Real interest rate is the amount of interest that the borrower has to pay to the lender as the real yield for the amount borrowed. It is broken down as the interest rate after inflation, and real cost of fund has been removed. The real yield is the time value of money when it is in the borrower’s use. Compensation as in interest comes in three risks: first, systematic risk as in the event that the borrower may default; second, regulatory risk as in the amount of increased taxes to be paid; and third, inflation risk as in the event of inflation and currencies fluctuations in the world market. The World Bank defines, "Real interest rate is the lending interest rate adjusted for inflation as measured by the GDP deflator."
The Top Three Countries With Low Interest Rates
Many countries adopted low-interest rates starting May 2015. These measures were taken to ensure economic growth despite the fear of failure. The following low-interest rates were set by Central Banks in 2015 for loans to commercial and depository banks in the event of fund shortages. The country that tops the list with the lowest interest rate in 2015 was Ukraine at -13.1%. Ukraine’s Central Bank lowered its interest again to boost the economy and stabilize prices. Second is Sierra Leone with a low-interest rate of -5.7%. The Monetary Policy Committee of the Bank of Sierra Leone decides the current interest rates in the country.
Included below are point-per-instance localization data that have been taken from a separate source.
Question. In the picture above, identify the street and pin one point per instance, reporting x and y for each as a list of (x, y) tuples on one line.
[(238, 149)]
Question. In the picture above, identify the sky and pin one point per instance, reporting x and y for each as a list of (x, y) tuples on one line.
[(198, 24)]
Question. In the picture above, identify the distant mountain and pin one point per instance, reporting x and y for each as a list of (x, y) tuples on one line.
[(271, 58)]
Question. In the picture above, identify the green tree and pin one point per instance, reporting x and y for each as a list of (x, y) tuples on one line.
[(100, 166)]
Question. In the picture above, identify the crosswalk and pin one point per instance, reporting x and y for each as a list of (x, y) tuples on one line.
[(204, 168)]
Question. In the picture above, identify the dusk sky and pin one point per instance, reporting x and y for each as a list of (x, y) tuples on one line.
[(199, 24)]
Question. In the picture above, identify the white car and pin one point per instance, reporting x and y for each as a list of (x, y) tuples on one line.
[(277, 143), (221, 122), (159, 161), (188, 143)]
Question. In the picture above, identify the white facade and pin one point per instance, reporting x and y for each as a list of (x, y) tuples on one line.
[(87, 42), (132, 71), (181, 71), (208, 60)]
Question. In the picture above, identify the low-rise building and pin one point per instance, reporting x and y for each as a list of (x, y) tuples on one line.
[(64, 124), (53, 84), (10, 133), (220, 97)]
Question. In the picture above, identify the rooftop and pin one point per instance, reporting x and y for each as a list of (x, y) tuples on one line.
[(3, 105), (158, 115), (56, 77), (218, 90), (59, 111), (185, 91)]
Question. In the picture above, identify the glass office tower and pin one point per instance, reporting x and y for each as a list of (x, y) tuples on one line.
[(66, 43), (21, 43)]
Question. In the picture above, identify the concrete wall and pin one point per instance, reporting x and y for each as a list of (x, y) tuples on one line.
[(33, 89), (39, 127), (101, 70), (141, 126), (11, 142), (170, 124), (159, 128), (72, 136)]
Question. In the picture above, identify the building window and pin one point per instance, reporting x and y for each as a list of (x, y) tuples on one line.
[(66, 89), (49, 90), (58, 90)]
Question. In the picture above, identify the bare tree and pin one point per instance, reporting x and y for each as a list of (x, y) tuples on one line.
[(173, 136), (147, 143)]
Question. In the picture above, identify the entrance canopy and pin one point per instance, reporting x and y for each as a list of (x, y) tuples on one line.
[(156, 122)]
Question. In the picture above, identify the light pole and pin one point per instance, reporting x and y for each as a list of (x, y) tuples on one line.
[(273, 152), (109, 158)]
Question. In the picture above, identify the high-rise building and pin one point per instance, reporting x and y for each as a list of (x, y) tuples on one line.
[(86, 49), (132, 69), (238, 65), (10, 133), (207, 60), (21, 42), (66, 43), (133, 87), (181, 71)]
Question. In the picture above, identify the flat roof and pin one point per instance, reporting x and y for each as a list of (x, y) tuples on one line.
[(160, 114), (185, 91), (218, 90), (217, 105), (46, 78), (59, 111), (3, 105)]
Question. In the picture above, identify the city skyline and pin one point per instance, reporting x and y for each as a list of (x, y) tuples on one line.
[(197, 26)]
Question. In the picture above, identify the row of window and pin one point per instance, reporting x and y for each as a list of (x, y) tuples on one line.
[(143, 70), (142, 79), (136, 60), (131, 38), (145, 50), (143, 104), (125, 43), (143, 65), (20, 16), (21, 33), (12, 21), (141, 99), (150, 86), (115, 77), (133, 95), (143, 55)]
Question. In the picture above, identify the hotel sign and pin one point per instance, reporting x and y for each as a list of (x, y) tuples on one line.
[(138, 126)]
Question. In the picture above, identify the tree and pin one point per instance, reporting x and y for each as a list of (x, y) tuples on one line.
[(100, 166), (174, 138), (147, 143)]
Third is Zambia with a low-interest rate of 0.3%. The Bank of Zambia lowered interest rates again to control inflation after its currency dropped half of its value. Falling copper prices and drought took its toll.
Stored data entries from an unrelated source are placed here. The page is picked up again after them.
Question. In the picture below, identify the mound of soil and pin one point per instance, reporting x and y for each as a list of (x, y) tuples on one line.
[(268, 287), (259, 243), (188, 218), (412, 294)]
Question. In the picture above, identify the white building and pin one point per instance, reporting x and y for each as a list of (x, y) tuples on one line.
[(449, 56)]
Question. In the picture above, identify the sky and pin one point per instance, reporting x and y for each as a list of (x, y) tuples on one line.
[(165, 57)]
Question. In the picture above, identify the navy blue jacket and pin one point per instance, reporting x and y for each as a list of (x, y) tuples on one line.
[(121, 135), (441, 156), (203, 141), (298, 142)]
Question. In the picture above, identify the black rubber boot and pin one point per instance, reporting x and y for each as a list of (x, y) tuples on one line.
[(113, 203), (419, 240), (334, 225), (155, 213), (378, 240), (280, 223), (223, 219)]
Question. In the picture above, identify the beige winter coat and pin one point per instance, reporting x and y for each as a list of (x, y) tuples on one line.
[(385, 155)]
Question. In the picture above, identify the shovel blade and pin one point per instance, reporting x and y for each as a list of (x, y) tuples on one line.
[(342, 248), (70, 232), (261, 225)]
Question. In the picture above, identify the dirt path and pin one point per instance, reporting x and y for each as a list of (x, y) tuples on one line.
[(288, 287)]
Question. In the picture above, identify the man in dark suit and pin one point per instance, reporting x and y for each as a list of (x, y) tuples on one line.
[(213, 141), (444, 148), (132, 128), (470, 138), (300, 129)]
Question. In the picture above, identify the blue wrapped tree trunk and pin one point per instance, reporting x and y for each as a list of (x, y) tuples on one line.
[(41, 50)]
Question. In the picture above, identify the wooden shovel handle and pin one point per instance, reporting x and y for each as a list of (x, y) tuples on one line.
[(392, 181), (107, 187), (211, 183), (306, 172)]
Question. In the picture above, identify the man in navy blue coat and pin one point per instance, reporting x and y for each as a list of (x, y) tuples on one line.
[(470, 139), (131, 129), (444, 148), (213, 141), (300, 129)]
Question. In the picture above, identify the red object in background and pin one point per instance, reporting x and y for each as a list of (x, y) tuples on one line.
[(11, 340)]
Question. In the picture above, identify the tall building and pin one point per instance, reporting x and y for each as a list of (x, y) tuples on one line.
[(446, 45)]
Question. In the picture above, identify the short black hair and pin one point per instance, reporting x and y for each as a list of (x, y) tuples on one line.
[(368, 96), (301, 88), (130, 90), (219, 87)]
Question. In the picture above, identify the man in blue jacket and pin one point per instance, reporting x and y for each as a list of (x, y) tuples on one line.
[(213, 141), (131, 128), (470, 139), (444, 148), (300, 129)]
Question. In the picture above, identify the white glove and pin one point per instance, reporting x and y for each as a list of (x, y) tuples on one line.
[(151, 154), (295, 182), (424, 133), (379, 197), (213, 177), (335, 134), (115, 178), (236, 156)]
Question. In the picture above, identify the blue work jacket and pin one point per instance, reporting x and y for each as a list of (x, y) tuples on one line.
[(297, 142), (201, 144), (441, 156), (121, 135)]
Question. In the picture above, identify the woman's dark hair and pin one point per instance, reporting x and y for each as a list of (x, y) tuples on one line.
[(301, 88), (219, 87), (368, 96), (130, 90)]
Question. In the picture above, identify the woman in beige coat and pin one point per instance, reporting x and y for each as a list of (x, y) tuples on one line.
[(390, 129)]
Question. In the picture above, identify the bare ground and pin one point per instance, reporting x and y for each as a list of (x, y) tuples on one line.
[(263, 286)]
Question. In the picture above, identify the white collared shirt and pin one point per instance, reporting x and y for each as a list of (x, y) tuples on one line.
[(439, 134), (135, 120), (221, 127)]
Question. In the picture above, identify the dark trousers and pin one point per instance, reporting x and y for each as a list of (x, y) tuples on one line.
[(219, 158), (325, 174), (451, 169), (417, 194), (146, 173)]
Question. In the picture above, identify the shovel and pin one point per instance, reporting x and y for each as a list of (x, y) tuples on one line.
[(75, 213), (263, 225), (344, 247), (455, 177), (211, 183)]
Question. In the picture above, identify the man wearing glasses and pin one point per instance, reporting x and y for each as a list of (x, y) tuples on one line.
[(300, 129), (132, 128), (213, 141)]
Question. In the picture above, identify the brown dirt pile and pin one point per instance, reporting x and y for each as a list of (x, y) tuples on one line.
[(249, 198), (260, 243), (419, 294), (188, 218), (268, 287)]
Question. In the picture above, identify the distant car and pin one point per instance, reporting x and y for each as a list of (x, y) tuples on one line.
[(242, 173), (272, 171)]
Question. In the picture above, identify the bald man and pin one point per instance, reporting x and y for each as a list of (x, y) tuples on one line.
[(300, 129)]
The Other Countries Offering Low Interest Rates
The fourth is Egypt with a low-interest rate of 0.6%. The fear of imported inflation and international food prices fluctuations drove Egypt’s Central Bank to lower interest rates again. Fifth is Macao with a low-interest rate of 0.8%. The Macau Monetary Authority decides on the current interest rates. Low inflation rates resulted in low-interest rates. Unemployment was also another factor. Sixth is Mexico with a low-interest rate of 0.9%. Banco de Mexico, the Central Bank of Mexico dictates the interest rates of the country. It tries to control inflation by maintaining purchasing power and providing currency to the nation. Seventh is Hong Kong with a low -interest rate of 1.0%. Low economic growth and Yuan depreciation initiated the move by the Monetary Authority. Eighth is Hungary with a low-interest rate of 1.1%. Slow economic growth and a need for price growth led the Central Bank of Hungary to lower interest rates. Ninth is Chile with a low-interest rate of 1.1%. Chile’s Central Bank lowered interest rates to stimulate the economy and attract investors. Tenth is South Korea with a low-interest rate of 1.3%. Korea’s Central Bank lowered interest rates to boost spending and attract investments.
Negative Interest Rates
Negative interest rates is a new development in the banking world that began in 2014 in Europe. This new crazy idea was to promote lending, encourage inflation, and stimulate the economy. A few central banks in key European cities started cutting key interest rates below zero in 2014. The Bank of Japan also adopted negative rates in 2016 followed by the European Central Bank in March 2016. Next to adopt the same measure were Denmark, Switzerland, and Sweden. In 2015, the US banking system was also considering adopting the same negative rates.